According to Reuters, Capital One Financial Corporation recently filed a suit in U.S. District Court for the Eastern District of Virginia against its former CEO John Kansas for breaching a non-compete agreement. The lawsuit was filed last Thursday.
In its filing, Capital One alleges that Kansas had, upon ending his employment with the company back in August 2007, signed a non-compete agreement spanning the New York, Connecticut, and New Jersey area until 2012. At present, Kansas is the CEO of Bank United Incorporated. The suit also named John Bohlsen, who had been the head of Capital One's commercial banking business.
Capital One's lawsuit relates particularly to Bank United's agreement to purchase a small New York lender by the name of Herald National back in June.

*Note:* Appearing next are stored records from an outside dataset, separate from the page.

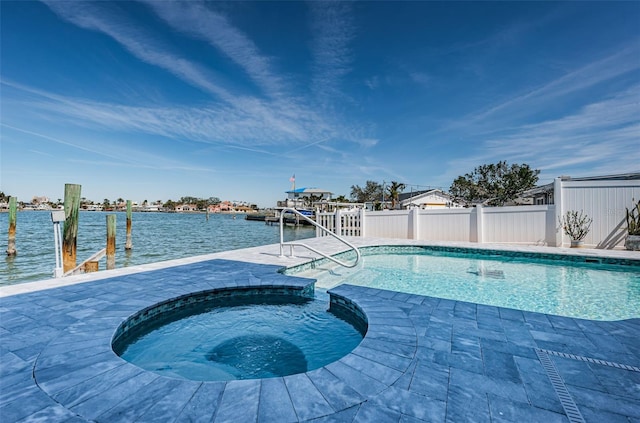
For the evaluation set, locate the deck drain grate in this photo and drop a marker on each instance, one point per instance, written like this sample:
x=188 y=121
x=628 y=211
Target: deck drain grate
x=569 y=406
x=593 y=360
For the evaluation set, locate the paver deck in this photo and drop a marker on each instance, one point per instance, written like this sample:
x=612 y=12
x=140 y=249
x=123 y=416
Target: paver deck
x=422 y=359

Other actions, however, are also part of the suit. Doing so was apparently a violation of the non-compete agreement. Bohlsen is currently the vice chairman and chief lending officer for BankUnited.

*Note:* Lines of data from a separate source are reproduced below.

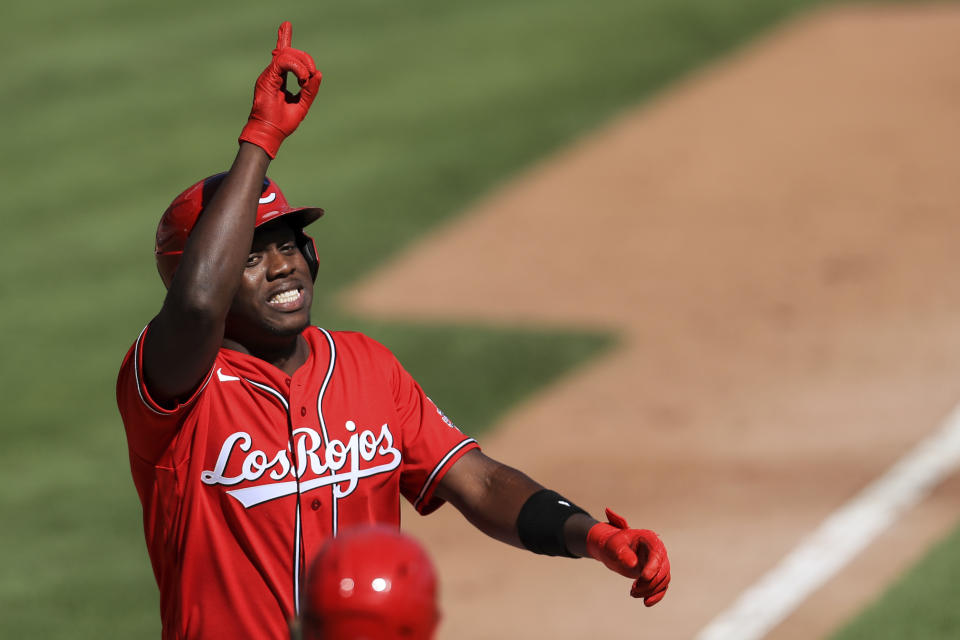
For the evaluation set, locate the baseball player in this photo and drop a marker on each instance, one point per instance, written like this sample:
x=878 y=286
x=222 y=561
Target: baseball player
x=255 y=436
x=370 y=583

According to a spokesman for Capital One said both Kansas and Bohlsen had "received compensation" in exchange for the non-compete agreements. Sources said Mr. Kansas denies that he has violated the non-compete agreement.
Different states have different rules regarding the enforcement of non-compete agreements. Most states will recognize and enforce different forms of non-compete agreements. In Virginia, for instance, non-compete agreements are generally not favored, and must be narrowly drafted and not offend public policy in order to be upheld. In D.C., covenants not to compete must be necessary to protect the employer's business interest, not prevent the employee from earning a living, must be clear and unambiguous, and meet a number of other parameters to be considered reasonable.